American early stage venture capital firm

Bloomberg Beta is an early stage venture capital firm with $450 million under management, capitalized solely by Bloomberg. The fund exists to expand Bloomberg's horizons by investing in companies built by extraordinary founders that are creating profound change in the way business operates, with a focus on machine intelligence and the future of work. Bloomberg Beta was recognized by VC review site CB Insights as the #2 investor in AI.

Led by Roy Bahat, the firm has an unconventional investing model where anyone on the team can independently say "yes" to a deal. The fund's operating manual is publicly available online.
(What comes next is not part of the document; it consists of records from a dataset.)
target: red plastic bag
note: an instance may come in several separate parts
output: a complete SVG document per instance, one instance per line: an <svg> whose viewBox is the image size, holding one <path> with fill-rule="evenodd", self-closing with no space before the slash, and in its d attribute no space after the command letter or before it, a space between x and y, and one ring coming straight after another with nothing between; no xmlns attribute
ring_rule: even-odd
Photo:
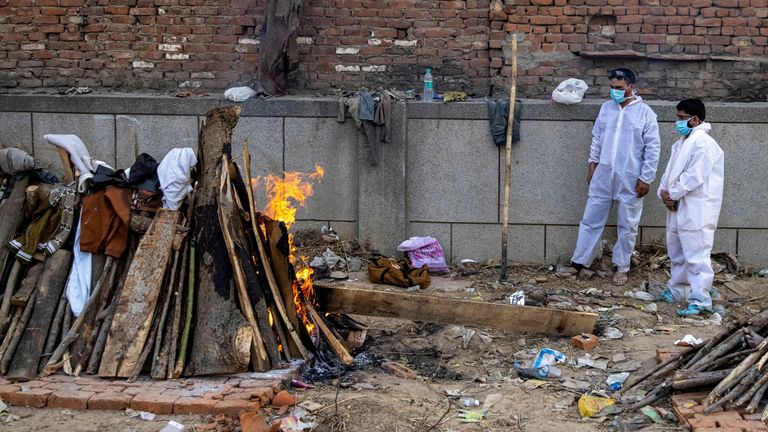
<svg viewBox="0 0 768 432"><path fill-rule="evenodd" d="M400 243L397 250L408 253L411 265L419 268L426 264L432 273L448 273L445 252L434 237L411 237Z"/></svg>

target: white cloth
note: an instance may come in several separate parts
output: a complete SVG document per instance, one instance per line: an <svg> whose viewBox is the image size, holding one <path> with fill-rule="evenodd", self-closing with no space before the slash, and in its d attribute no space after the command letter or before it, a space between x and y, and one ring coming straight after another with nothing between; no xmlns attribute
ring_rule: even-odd
<svg viewBox="0 0 768 432"><path fill-rule="evenodd" d="M88 152L88 148L77 135L72 134L46 134L43 136L46 141L52 145L62 148L69 153L69 160L80 172L80 178L77 181L77 191L84 193L88 190L88 180L93 178L93 173L102 165L114 170L106 162L94 159Z"/></svg>
<svg viewBox="0 0 768 432"><path fill-rule="evenodd" d="M178 210L184 197L192 192L192 168L197 165L195 151L189 147L168 152L157 167L157 178L163 190L163 207Z"/></svg>
<svg viewBox="0 0 768 432"><path fill-rule="evenodd" d="M672 145L657 195L679 201L667 212L667 252L672 264L669 290L677 300L711 308L712 244L723 202L724 154L702 123Z"/></svg>
<svg viewBox="0 0 768 432"><path fill-rule="evenodd" d="M643 212L643 199L637 197L635 187L638 180L653 183L660 148L656 114L639 96L624 108L613 101L603 103L592 128L589 153L589 162L598 165L589 184L589 196L571 261L592 265L611 205L616 201L617 240L612 261L619 271L629 271Z"/></svg>
<svg viewBox="0 0 768 432"><path fill-rule="evenodd" d="M72 269L69 271L66 293L72 313L79 316L91 295L91 273L93 272L93 254L80 250L80 218L77 220L72 253L75 259L72 262Z"/></svg>

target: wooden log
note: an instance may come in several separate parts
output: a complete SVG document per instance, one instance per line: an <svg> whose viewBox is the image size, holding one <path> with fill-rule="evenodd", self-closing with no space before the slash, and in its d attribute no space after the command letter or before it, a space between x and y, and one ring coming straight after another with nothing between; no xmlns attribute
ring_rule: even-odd
<svg viewBox="0 0 768 432"><path fill-rule="evenodd" d="M310 304L305 304L304 307L307 308L309 316L312 317L312 320L315 322L315 324L317 324L317 327L320 328L320 331L323 333L325 340L328 342L328 345L331 346L331 350L333 350L333 353L336 354L341 363L345 365L351 365L354 363L355 360L349 354L349 351L344 348L344 345L342 345L339 339L336 338L336 335L333 334L331 329L328 328L328 326L325 324L325 321L320 316L320 314L317 313L315 308L313 308Z"/></svg>
<svg viewBox="0 0 768 432"><path fill-rule="evenodd" d="M254 240L256 242L256 248L259 251L258 261L261 263L264 276L267 279L267 285L269 285L269 290L272 293L273 302L277 307L276 310L272 309L273 319L275 322L282 322L282 325L285 326L285 330L290 335L290 338L283 338L281 336L283 352L289 357L292 356L293 353L299 353L305 360L307 360L309 355L301 342L301 338L299 337L298 332L296 331L298 328L298 318L296 316L296 308L292 306L293 290L289 286L289 289L291 289L291 296L289 301L291 307L286 308L284 301L281 301L283 299L283 296L281 295L281 285L277 282L271 262L267 255L267 241L262 238L263 233L259 228L259 219L256 216L256 204L254 203L253 198L253 183L251 181L251 154L248 151L248 143L243 145L243 165L245 168L245 187L248 194L248 214L251 218L251 227ZM278 325L277 327L280 328L281 326Z"/></svg>
<svg viewBox="0 0 768 432"><path fill-rule="evenodd" d="M43 263L33 262L27 270L27 275L21 281L18 291L16 291L11 297L11 306L24 307L29 301L29 296L37 287L37 281L40 279L40 275L43 273Z"/></svg>
<svg viewBox="0 0 768 432"><path fill-rule="evenodd" d="M5 356L5 352L8 351L8 346L11 344L11 339L13 339L13 334L16 331L16 327L19 326L19 320L21 320L23 313L24 308L16 308L13 313L13 318L11 318L11 322L8 325L8 331L3 336L3 343L0 344L0 360Z"/></svg>
<svg viewBox="0 0 768 432"><path fill-rule="evenodd" d="M178 219L179 212L161 209L139 242L112 318L99 366L101 377L128 377L139 361L154 318Z"/></svg>
<svg viewBox="0 0 768 432"><path fill-rule="evenodd" d="M99 310L101 308L101 303L104 299L104 290L108 290L111 287L108 287L108 278L110 274L114 274L112 272L112 266L114 265L111 258L107 259L105 268L109 268L110 271L108 272L102 272L101 277L96 282L96 285L93 287L93 291L91 292L91 295L88 297L88 300L85 302L85 305L83 306L82 311L80 311L80 315L77 317L74 323L71 322L72 314L69 310L64 312L64 324L62 325L61 334L64 335L61 339L61 343L56 347L56 349L51 354L51 358L48 359L48 363L46 363L43 370L40 372L40 375L47 376L52 373L54 373L58 368L64 366L64 367L71 367L71 365L68 365L70 361L70 355L69 355L69 348L70 346L77 340L77 338L80 335L80 330L83 327L83 324L85 323L86 319L91 316L93 313L93 310ZM71 326L70 326L71 323ZM65 355L66 354L66 355ZM61 361L63 358L63 361ZM66 369L65 369L66 372Z"/></svg>
<svg viewBox="0 0 768 432"><path fill-rule="evenodd" d="M678 369L680 366L685 364L686 361L688 361L691 357L693 357L698 349L690 347L684 351L680 351L676 356L671 357L669 360L662 362L655 368L649 370L648 372L636 377L631 382L627 382L616 394L622 394L629 389L634 388L641 382L655 377L660 376L666 376L667 373ZM671 384L670 384L671 385Z"/></svg>
<svg viewBox="0 0 768 432"><path fill-rule="evenodd" d="M757 363L758 360L760 360L761 357L766 353L768 350L768 339L764 340L760 343L758 346L758 350L753 352L752 354L748 355L747 358L745 358L741 363L739 363L738 366L736 366L731 373L728 374L725 378L723 378L722 381L720 381L720 384L715 386L714 389L712 389L712 392L707 397L707 405L711 405L715 402L715 400L722 396L729 388L733 386L734 383L737 383L741 377L743 377L749 369Z"/></svg>
<svg viewBox="0 0 768 432"><path fill-rule="evenodd" d="M104 320L107 319L107 316L111 317L114 315L114 309L111 309L112 304L114 304L117 299L120 296L120 290L117 290L117 293L114 293L116 291L115 289L115 279L117 276L117 269L119 265L113 265L112 268L109 270L110 273L107 276L107 289L105 289L105 292L111 293L111 300L110 295L107 294L103 301L100 302L100 310L99 313L96 315L92 323L89 323L85 330L83 330L83 333L87 335L87 338L85 339L85 346L80 353L80 358L77 362L77 366L75 367L75 375L79 376L80 372L83 370L83 368L87 368L88 364L91 360L91 354L93 353L94 347L96 346L96 341L98 340L99 334L101 332L101 326ZM103 345L101 346L101 352L103 352ZM101 352L99 353L99 358L101 358Z"/></svg>
<svg viewBox="0 0 768 432"><path fill-rule="evenodd" d="M234 271L235 287L237 288L237 294L240 299L240 310L243 312L245 319L253 329L254 337L253 343L251 344L251 362L253 363L254 370L263 372L270 368L271 356L267 355L267 350L264 346L264 341L267 338L273 338L272 345L275 349L274 355L277 357L277 364L280 363L280 358L277 353L277 343L274 342L272 329L269 328L269 324L267 324L267 331L262 334L260 323L257 322L256 315L253 312L251 298L248 295L249 282L245 277L245 266L251 266L252 261L250 254L244 249L242 243L240 243L240 245L235 244L235 239L237 238L241 241L244 240L245 233L242 230L242 226L238 226L240 225L238 221L239 216L235 212L232 186L229 180L229 169L227 169L229 160L226 155L222 157L222 166L225 167L225 169L221 170L221 183L219 185L219 223L221 224L221 232L224 236L224 244L227 246L229 261L232 264L232 270ZM238 246L240 248L239 251L236 250ZM242 256L242 260L239 255ZM253 276L255 275L256 272L253 272ZM257 281L258 279L253 279L250 282L256 283ZM266 319L267 317L264 316L263 318Z"/></svg>
<svg viewBox="0 0 768 432"><path fill-rule="evenodd" d="M21 343L13 355L11 367L8 370L10 379L29 381L37 376L40 356L45 349L45 339L51 326L51 317L55 313L64 285L67 283L71 261L72 252L64 249L57 250L45 260L43 264L45 268L39 276L37 295L34 297L35 304L31 306L32 315L29 324L24 329ZM39 266L35 267L39 268ZM27 306L30 306L30 303L27 303Z"/></svg>
<svg viewBox="0 0 768 432"><path fill-rule="evenodd" d="M745 403L752 400L752 398L755 396L755 394L760 391L760 389L768 383L768 373L765 373L765 371L762 371L760 373L760 369L758 368L758 379L756 379L749 387L749 390L745 392L738 400L736 400L733 403L733 406L740 407L744 405ZM759 402L759 401L758 401Z"/></svg>
<svg viewBox="0 0 768 432"><path fill-rule="evenodd" d="M235 302L232 265L218 215L221 156L231 156L232 129L240 117L239 107L208 112L200 130L199 182L195 191L197 242L197 299L195 334L186 371L190 375L244 372L250 362L253 330ZM243 341L248 345L243 348Z"/></svg>
<svg viewBox="0 0 768 432"><path fill-rule="evenodd" d="M745 349L745 350L742 350L742 351L737 351L737 352L734 352L734 353L730 353L728 355L725 355L725 356L722 356L722 357L720 357L718 359L715 359L714 361L709 363L709 365L707 365L706 367L702 368L701 370L711 371L711 370L720 369L722 366L726 366L726 365L728 365L728 363L731 363L733 361L744 360L744 357L752 354L755 351L757 351L757 348L750 348L750 349Z"/></svg>
<svg viewBox="0 0 768 432"><path fill-rule="evenodd" d="M109 329L112 327L112 317L115 316L117 304L120 301L120 292L121 288L118 288L112 296L109 307L104 311L104 319L99 326L99 332L96 335L91 355L88 358L88 367L85 370L88 375L96 375L99 372L99 364L101 364L101 357L104 355L104 347L107 344Z"/></svg>
<svg viewBox="0 0 768 432"><path fill-rule="evenodd" d="M0 249L7 250L8 248L5 247L5 245L0 245ZM3 302L0 304L0 334L3 334L8 328L8 324L10 324L11 316L9 315L9 312L11 310L11 297L13 297L13 293L16 290L16 284L19 281L23 269L22 264L18 260L11 258L11 261L13 261L11 273L8 275L8 281L5 285L5 294L3 294Z"/></svg>
<svg viewBox="0 0 768 432"><path fill-rule="evenodd" d="M168 290L166 290L166 297L168 297ZM141 350L141 354L139 355L138 360L136 363L133 364L133 369L131 370L130 374L128 375L128 382L135 382L139 375L141 374L142 369L144 368L144 365L147 363L147 358L149 357L149 353L154 351L155 348L155 340L158 336L158 333L160 331L160 319L159 317L155 317L155 319L152 321L152 328L149 331L149 336L147 336L147 341L144 344L144 347Z"/></svg>
<svg viewBox="0 0 768 432"><path fill-rule="evenodd" d="M16 326L16 329L13 331L13 337L11 337L11 342L8 344L8 348L6 349L5 353L3 353L3 359L2 359L2 362L0 362L0 375L5 375L5 373L8 371L8 366L11 363L11 359L13 358L13 355L16 352L16 348L19 346L19 342L21 341L21 335L24 334L24 330L27 328L27 323L29 322L29 318L30 316L32 316L32 309L34 309L35 297L37 297L37 293L32 293L32 297L30 297L29 303L27 303L27 305L24 306L24 312L21 314L21 319L19 319L19 324Z"/></svg>
<svg viewBox="0 0 768 432"><path fill-rule="evenodd" d="M19 224L21 224L24 218L24 213L21 209L27 199L27 186L29 186L29 176L25 175L16 180L8 198L0 201L0 220L3 221L3 223L0 223L0 264L10 264L11 260L8 258L12 256L11 250L5 245L13 240L16 231L19 228ZM2 286L3 285L0 284L0 287ZM7 285L5 285L3 291L8 291ZM13 290L11 290L11 292L13 292ZM10 301L10 296L8 296L8 300ZM0 308L0 320L7 314L8 307L5 306L5 296L3 296L3 307Z"/></svg>
<svg viewBox="0 0 768 432"><path fill-rule="evenodd" d="M730 353L737 345L740 345L744 338L744 329L738 329L733 334L725 338L722 342L715 345L710 351L701 357L696 363L686 366L686 369L700 371L706 369L713 361Z"/></svg>
<svg viewBox="0 0 768 432"><path fill-rule="evenodd" d="M731 369L711 372L677 371L672 378L672 388L675 390L690 390L697 387L711 386L725 378Z"/></svg>
<svg viewBox="0 0 768 432"><path fill-rule="evenodd" d="M163 336L165 335L165 321L168 318L168 308L171 305L171 298L173 298L173 292L176 288L176 278L177 278L177 272L179 270L179 260L181 259L181 253L180 251L174 251L173 252L173 258L172 262L173 265L171 265L171 274L169 275L169 281L167 284L167 288L165 289L165 300L163 301L163 308L161 309L160 313L160 322L157 326L157 333L154 338L154 347L152 350L152 371L150 372L150 375L154 379L165 379L168 376L168 356L161 356L161 349L164 347L163 345ZM149 342L151 339L148 339L147 342ZM139 362L141 363L141 362Z"/></svg>
<svg viewBox="0 0 768 432"><path fill-rule="evenodd" d="M318 308L327 313L402 318L446 324L568 336L591 333L597 314L513 306L431 295L368 289L345 282L340 287L315 282Z"/></svg>
<svg viewBox="0 0 768 432"><path fill-rule="evenodd" d="M749 401L749 405L747 405L747 408L745 408L744 411L746 411L748 414L756 412L760 406L760 401L763 400L763 395L765 395L766 390L768 390L768 382L760 386L757 392L752 395L752 400Z"/></svg>
<svg viewBox="0 0 768 432"><path fill-rule="evenodd" d="M114 260L114 258L110 257L110 260ZM91 280L92 281L98 281L102 277L102 273L104 272L105 266L107 263L107 256L104 254L93 254L91 256ZM115 266L115 263L113 262L112 267ZM102 297L97 299L97 305L96 307L92 308L89 311L89 315L83 318L83 326L82 331L80 334L78 334L77 340L72 343L72 346L69 348L70 353L72 353L71 362L75 365L79 365L82 363L82 357L83 354L85 354L85 351L88 351L89 347L86 345L87 341L91 339L91 334L95 331L98 331L97 329L94 329L94 320L96 319L96 316L99 314L99 312L102 310L102 307L105 307L105 303L109 301L108 297L112 293L112 288L114 284L114 280L107 281L108 285L106 285L107 288L102 290ZM85 359L85 361L88 361L88 359ZM77 370L77 367L75 367L75 371L73 372L75 376L79 375L79 371Z"/></svg>
<svg viewBox="0 0 768 432"><path fill-rule="evenodd" d="M64 312L69 312L69 302L67 301L67 290L61 292L61 298L59 298L59 305L56 307L56 315L53 316L53 322L51 322L51 330L48 332L48 338L45 340L45 347L43 348L43 354L40 356L40 362L37 370L40 371L48 363L48 358L51 356L53 349L56 348L56 343L59 341L59 335L61 334L61 324L64 321Z"/></svg>
<svg viewBox="0 0 768 432"><path fill-rule="evenodd" d="M757 368L757 365L752 365L746 373L742 376L742 379L739 380L735 386L726 393L723 397L721 397L718 400L713 400L712 402L707 403L706 408L704 409L705 413L710 413L715 410L717 410L719 407L724 406L725 404L738 399L740 396L744 394L747 390L749 390L749 387L754 384L755 379L757 378L757 375L760 373L760 371ZM735 405L738 406L738 405Z"/></svg>
<svg viewBox="0 0 768 432"><path fill-rule="evenodd" d="M187 306L184 315L184 329L181 332L181 342L179 353L176 358L176 364L173 367L171 379L177 379L181 376L186 366L187 344L189 334L192 332L192 311L195 306L195 259L197 258L197 241L192 239L189 243L189 270L187 272Z"/></svg>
Bloomberg Beta launched in June 2013, with $75 million of funding from Bloomberg L.P. A second fund of $75 million was announced in July 2016. In October 2019, they announced a third fund of $75 million. In June 2022, they announced a fourth fund of $75 million, and their first opportunity fund, also of $75 million. Bloomberg Beta is headquartered in San Francisco, California, with additional operations in New York City.

The firm uses data to find new customers. Their "Future Founders" project started in 2014 to predict who will start companies before they do. In 2014, it began publishing an annual Machine Intelligence landscape to better understand what was happening in the start-up ecosystem with artificial intelligence and machine learning. The firm is the organizer behind "Comeback Cities", taking groups of venture capitalists and members of Congress on bus tours throughout America, to find untapped beds of talent and entrepreneurship.

== Relationship with Bloomberg L.P. ==
Bloomberg Beta is operated as a separate entity from Bloomberg L.P., which is the sole investor in the fund. It consists of three full-time partners: Roy Bahat, Karin Klein, and James Cham.